Quality hierarchy: Level one — the mash is smooth, well-seasoned, and pleasantly buttery. Level two — the purée is uniformly silky with no lumps, the butter is fully emulsified, the flavour is rich and clean, and the texture coats the palate with warmth. Level three — transcendent: the purée is so smooth it could pass through a fine-mesh sieve without resistance, it gleams under light, each spoonful melts on the tongue into pure potato-butter richness, there is no graininess, no gumminess, no heaviness despite the extraordinary butter content, and the finish is clean, leaving you wanting more rather than feeling burdened.

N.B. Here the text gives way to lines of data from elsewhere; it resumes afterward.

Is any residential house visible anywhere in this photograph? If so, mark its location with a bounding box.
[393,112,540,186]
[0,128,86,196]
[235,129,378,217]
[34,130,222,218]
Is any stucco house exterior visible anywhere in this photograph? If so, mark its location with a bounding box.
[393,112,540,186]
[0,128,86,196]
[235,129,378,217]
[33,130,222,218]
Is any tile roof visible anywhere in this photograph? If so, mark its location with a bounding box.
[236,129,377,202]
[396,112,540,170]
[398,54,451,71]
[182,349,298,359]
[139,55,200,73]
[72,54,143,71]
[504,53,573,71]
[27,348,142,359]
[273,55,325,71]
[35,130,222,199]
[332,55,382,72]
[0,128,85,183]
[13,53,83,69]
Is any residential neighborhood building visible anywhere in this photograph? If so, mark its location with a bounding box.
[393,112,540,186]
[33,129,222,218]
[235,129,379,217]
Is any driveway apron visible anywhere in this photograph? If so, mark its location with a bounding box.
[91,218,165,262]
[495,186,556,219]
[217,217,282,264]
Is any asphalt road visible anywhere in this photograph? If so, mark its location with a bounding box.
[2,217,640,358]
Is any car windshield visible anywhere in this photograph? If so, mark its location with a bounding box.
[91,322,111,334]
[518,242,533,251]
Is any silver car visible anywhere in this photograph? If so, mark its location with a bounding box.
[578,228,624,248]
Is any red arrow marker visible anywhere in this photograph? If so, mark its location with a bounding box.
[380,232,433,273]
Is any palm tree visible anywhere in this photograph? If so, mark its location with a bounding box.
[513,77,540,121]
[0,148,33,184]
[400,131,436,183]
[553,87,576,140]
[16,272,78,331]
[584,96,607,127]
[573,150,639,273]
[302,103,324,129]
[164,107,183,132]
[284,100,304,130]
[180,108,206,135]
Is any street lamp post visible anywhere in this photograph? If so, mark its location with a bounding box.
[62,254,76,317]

The method: start potatoes in cold, heavily salted water (10g salt per litre), bring to a gentle boil, and cook until a knife slides through with zero resistance — typically twenty to twenty-five minutes for 4cm chunks. Drain thoroughly and let them steam dry in the pot over residual heat for two to three minutes. Pass immediately through a ricer into a clean, warm pot. Over low heat, begin adding cold butter — cold, not softened — one cube at a time, working it in vigorously with a wooden spoon or spatula. The cold butter emulsifies into the hot potato more smoothly than soft butter, which can separate. Once all butter is incorporated, add warm milk in a stream, stirring constantly. Season with fine white salt and white pepper. Pass through a fine-mesh sieve for absolute smoothness.
Sensory tests: drag a spoon through the purée — it should flow back together slowly, leaving no trace of the spoon's path. The colour should be pale gold from the butter and the potato. The taste should be pure: potato, butter, salt. No garlic, no herbs, no cheese — Robuchon was adamant that the purée itself is the statement.